Spring an sich gehört auch nicht gerade zu den performantesten Frameworks...
Aber bei 2000 Tabellen hast du irgendwas falsch gemacht.
Entweder zu viel normalisiert oder du solltest deine Anwendung aufteilen.


----------



## mrBrown (1. Jun 2017)

JuKu hat gesagt.:


> Spring an sich gehört auch nicht gerade zu den performantesten Frameworks...


Welches vergleichbare ist denn performanter?


----------



## dzim (1. Jun 2017)

mrBrown hat gesagt.:


> Welches vergleichbare ist denn performanter?


z.B. wenn man es minimalitischer angeht mit Guice.

#edit: Vielleicht auch vert.x... Noch nie Probiert, aber wenigstens vom Anbieten der Daten her scheint es ja performant zu sein.

Dann muss man aber eben schauen, wie man die DB-Sache hinbekommt. Bei einer existierenden Struktur wie hier, würde ich wohl mal jOOQ ausprobieren. Steht auf meiner TODO-Liste, hatte bisher aber noch kein passendes Projekt.


----------



## mrBrown (1. Jun 2017)

dzim hat gesagt.:


> z.B. wenn man es minimalitischer angeht mit Guice.
> 
> #edit: Vielleicht auch vert.x... Noch nie Probiert, aber wenigstens vom Anbieten der Daten her scheint es ja performant zu sein.
> 
> Dann muss man aber eben schauen, wie man die DB-Sache hinbekommt. Bei einer existierenden Struktur wie hier, würde ich wohl mal jOOQ ausprobieren. Steht auf meiner TODO-Liste, hatte bisher aber noch kein passendes Projekt.

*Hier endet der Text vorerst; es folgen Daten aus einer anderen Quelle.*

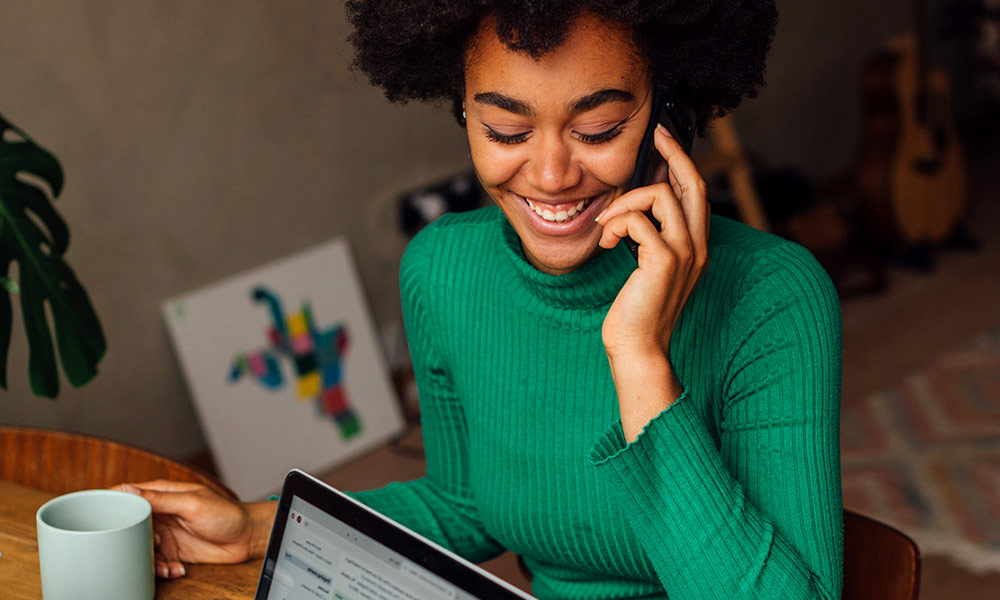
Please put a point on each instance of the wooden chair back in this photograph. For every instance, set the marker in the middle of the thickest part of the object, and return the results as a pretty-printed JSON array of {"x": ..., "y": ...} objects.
[
  {"x": 879, "y": 561},
  {"x": 60, "y": 462}
]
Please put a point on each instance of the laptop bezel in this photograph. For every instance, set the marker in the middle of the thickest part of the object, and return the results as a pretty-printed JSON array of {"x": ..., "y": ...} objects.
[{"x": 414, "y": 547}]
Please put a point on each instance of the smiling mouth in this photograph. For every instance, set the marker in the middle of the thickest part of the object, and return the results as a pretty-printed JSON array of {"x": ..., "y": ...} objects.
[{"x": 565, "y": 212}]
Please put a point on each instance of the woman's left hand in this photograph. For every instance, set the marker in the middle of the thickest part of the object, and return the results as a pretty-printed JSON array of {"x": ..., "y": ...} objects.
[{"x": 640, "y": 323}]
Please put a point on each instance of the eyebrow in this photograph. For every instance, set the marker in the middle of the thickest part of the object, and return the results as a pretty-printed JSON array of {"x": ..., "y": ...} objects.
[
  {"x": 583, "y": 104},
  {"x": 601, "y": 97}
]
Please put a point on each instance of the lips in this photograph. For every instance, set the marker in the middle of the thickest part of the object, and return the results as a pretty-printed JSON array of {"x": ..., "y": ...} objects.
[
  {"x": 559, "y": 218},
  {"x": 559, "y": 213}
]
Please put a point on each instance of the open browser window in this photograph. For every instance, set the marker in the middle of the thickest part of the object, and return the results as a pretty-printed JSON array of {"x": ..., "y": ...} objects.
[{"x": 326, "y": 546}]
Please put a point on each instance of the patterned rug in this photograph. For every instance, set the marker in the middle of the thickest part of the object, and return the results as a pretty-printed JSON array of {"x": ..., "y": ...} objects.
[{"x": 925, "y": 456}]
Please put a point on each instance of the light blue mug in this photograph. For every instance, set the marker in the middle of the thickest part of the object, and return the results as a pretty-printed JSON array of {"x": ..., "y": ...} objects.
[{"x": 96, "y": 545}]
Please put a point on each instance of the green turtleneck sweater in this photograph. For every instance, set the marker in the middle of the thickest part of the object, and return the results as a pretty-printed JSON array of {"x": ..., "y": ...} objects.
[{"x": 731, "y": 492}]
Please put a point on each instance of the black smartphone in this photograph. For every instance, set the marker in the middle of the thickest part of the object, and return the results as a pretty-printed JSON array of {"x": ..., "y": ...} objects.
[{"x": 678, "y": 117}]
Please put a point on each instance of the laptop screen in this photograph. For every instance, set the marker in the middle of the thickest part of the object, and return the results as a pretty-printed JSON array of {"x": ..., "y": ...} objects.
[
  {"x": 323, "y": 557},
  {"x": 326, "y": 546}
]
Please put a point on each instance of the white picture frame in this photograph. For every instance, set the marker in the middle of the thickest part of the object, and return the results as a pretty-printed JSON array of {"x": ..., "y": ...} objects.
[{"x": 284, "y": 368}]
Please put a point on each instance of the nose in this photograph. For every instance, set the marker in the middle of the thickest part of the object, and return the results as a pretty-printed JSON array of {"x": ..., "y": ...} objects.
[{"x": 552, "y": 167}]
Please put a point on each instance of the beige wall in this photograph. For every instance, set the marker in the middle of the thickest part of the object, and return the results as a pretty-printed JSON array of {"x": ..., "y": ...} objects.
[{"x": 202, "y": 138}]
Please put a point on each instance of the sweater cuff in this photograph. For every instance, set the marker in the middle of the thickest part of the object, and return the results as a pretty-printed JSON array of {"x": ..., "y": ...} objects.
[{"x": 612, "y": 443}]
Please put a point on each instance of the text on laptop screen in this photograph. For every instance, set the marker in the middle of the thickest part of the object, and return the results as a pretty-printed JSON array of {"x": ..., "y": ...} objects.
[{"x": 323, "y": 558}]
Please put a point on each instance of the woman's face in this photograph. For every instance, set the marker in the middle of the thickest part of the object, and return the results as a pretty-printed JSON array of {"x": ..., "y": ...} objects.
[{"x": 554, "y": 140}]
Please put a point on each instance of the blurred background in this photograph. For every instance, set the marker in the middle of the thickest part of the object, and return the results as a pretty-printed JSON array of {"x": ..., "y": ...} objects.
[{"x": 200, "y": 139}]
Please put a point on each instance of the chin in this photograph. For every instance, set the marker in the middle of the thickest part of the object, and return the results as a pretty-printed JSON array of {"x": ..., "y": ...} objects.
[{"x": 560, "y": 259}]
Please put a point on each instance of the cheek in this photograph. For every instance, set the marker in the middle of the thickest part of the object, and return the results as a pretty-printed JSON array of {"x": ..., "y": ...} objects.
[{"x": 613, "y": 167}]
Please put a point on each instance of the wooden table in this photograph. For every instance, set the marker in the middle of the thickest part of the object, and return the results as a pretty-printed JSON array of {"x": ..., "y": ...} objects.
[{"x": 20, "y": 577}]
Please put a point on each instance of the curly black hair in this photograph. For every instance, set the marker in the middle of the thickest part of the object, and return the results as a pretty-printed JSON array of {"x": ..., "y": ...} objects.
[{"x": 711, "y": 51}]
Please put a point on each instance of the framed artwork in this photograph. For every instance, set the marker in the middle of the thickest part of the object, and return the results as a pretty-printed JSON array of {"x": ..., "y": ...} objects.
[{"x": 284, "y": 368}]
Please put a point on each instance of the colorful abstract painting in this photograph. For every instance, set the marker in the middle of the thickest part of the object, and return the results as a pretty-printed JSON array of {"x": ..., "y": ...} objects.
[
  {"x": 284, "y": 368},
  {"x": 315, "y": 355}
]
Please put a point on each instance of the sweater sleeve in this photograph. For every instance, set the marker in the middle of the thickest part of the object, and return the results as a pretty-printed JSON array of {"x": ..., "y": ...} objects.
[
  {"x": 439, "y": 505},
  {"x": 758, "y": 513}
]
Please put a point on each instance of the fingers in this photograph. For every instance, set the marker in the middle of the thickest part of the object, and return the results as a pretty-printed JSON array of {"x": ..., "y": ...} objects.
[
  {"x": 180, "y": 500},
  {"x": 680, "y": 207},
  {"x": 166, "y": 485},
  {"x": 167, "y": 558},
  {"x": 688, "y": 187}
]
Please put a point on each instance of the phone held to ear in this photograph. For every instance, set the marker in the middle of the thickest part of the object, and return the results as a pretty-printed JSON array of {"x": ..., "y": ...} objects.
[{"x": 678, "y": 118}]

Aber von denen ist ja auch keins wirklich vergleichbar mit dem Spring-Framework, da muss man ja schon alle 3 kombinieren, und das würde kaum an das ran kommen, was Spring Boot + Spring Data bietet...


----------



## thecain (1. Jun 2017)

dzim hat gesagt.:


> Dann muss man aber eben schauen, wie man die DB-Sache hinbekommt. Bei einer existierenden Struktur wie hier, würde ich wohl mal jOOQ ausprobieren. Steht auf meiner TODO-Liste, hatte bisher aber noch kein passendes Projekt.


Kommt von der Einfachheit niemals an Spring Data ran (will es ja auch nicht). Als alternative sähe ich Apache DeltaSpike. Aber ich würde das Problem jetzt nicht auf die Spring Performance schieben.


----------



## dzim (2. Jun 2017)

Ich denke auch eher, dass es weniger an Spring liegt (trotz etwas langsamerer Startzeiten), sondern eher an Hibernate, wenn es das Model verifiziert (Modell-Klassen gegen DDL - auch wenn ich die Interna zu wenig kenne, was Hibernate da eigentlich macht).

Ich wollte ja nur Alternativen zeigen - auch wenn sie vielleicht etwas unzulänglich sein mögen. Wobei Vert.x sicher ein Ersatz für den Web-Teil sein könnte, aber mehr eben auch nicht.

Muss denn die Applikation alle Modelle beinhalten? Könnte man denn nicht mehr dem Mikroservice-Ansatz folgen und alles etwas nach "Themen" aufspalten?


----------



## mrBrown (2. Jun 2017)

dzim hat gesagt.:


> Muss denn die Applikation alle Modelle beinhalten? Könnte man denn nicht mehr dem Mikroservice-Ansatz folgen und alles etwas nach "Themen" aufspalten?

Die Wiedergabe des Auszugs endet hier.